Except, there was something blocking out the light from the crack, a whole person, in fact. And Nick froze up completely. It was only a common infected, but he didn't want to move or say anything, because it was just fucking standing there, staring at them with those empty, glowing eyes. For some reason, Nick didn't know what to do at that point. That is, of course, until it lunged for him with an angry scream. His heart sped up into full throttle, and he caught one of the creature's arms with his good one and tried to heave the thing backwards to no avail. With a loud blast, blood splattered onto him and the infected was sent to the ground in a spiraling mess of screeches and squelching noises. Another shot was fired, and the zombie finally stilled. Nick looked to his left to see Coach standing there, the shotgun smoking at the end.

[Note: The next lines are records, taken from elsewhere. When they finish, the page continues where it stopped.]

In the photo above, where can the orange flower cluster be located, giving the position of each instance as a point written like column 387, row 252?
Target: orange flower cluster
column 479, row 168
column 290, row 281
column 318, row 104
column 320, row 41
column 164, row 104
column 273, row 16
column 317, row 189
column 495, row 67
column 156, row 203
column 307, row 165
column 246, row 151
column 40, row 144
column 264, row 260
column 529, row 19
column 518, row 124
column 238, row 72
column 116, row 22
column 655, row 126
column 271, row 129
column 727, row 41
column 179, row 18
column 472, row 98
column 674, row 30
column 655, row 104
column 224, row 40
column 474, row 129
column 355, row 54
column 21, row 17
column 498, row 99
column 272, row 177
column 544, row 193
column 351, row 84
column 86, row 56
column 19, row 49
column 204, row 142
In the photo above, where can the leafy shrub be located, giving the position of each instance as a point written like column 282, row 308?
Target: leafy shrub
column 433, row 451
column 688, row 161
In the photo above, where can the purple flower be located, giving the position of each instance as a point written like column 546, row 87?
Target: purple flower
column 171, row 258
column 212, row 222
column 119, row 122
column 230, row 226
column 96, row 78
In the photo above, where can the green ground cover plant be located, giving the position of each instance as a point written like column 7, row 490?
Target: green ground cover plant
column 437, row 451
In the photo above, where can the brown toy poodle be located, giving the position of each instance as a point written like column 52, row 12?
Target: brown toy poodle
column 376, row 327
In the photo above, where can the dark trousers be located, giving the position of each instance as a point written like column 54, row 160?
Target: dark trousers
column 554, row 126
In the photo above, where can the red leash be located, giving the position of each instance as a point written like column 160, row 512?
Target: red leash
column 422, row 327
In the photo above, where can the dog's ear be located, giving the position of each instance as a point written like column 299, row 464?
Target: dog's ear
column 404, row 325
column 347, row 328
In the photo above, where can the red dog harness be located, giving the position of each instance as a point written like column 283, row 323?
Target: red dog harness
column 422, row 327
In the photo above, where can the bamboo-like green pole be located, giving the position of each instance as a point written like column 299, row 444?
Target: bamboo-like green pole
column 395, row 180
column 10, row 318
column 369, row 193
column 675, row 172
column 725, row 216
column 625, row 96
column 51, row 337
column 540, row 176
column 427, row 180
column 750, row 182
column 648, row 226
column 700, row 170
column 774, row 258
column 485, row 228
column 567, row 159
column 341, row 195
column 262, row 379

The large man wiped his bandaged forehead. "Things don't know when to give up." He rested the shotgun against a shelf and sighed. "I looked around the store and looked outside some too, but I ain't seen nothin' 'til this one went and snuck past me." Coach stepped forward. "Lemme check out Ellis' leg." He pushed the still recoiling Nick aside softly and approached Ellis.
While the two were busy with that, Nick stepped over the dead infected and grabbed the shotgun for good measure. He began walking up and down the aisles a little aimlessly. At the last aisle he had found another bottle of pills, a pack of gum, cookies and when he went behind the register he even found a goddamn pack of cigarettes. Nick couldn't help kissing the front of the pack and grinning. He was dying for a smoke. After scouring the whole place for a lighter he finally found one, and shucked out a cancer stick, shoved the rest in his pocket alongside the pistol and then took the lighter and watched with eager eyes as the end glowed to life.

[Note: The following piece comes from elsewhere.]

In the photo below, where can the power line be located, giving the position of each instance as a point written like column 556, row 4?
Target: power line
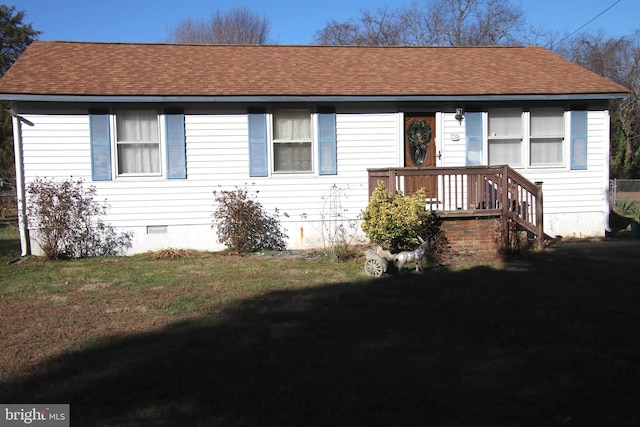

He took maybe the longest drag off that thing he'd ever taken off a cigarette in his entire life. He exhaled thankfully, blowing the smoke towards the roof and watching it spread and disperse into the air. He couldn't help but laugh; all this time they had been fucking going from Georgia to Louisiana he'd never searched for cigarettes, but in a way he supposed that was kind of good thing since the damn zombies were bad enough. Then again, why not have a fucking cigarette because who knew when he would die? Standing there, smoking the shit out of that cig, he remembered several times where he would've have died been it not for his companions: Ellis, Coach, Rochelle. Nick frowned when he thought of her though, and he wished he hadn't.
Once he finished smoking, Nick flicked the cigarette from his fingers and snuffed it with the sole of his shoe. And, after adjusting his arm in the semi-comfy sling, he stuffed what he found in his pockets and slung the shotgun over his shoulder, his stride a little more back to normal than the past couple days. He didn't want to think about what could happen in the next half hour when they would leave, making their long journey down the seemingly endless highway. All he knew was that he would be content to make the trip with the remainder of his team. After all, they were the two people he trusted most out of his thus far lifetime and that was saying quite a bit for Nick.
A/N: And that's it for now! My apologies that this one is basically freaking pointless, but I got the urge to write it and took the opportunity in stride! Hope you enjoyed!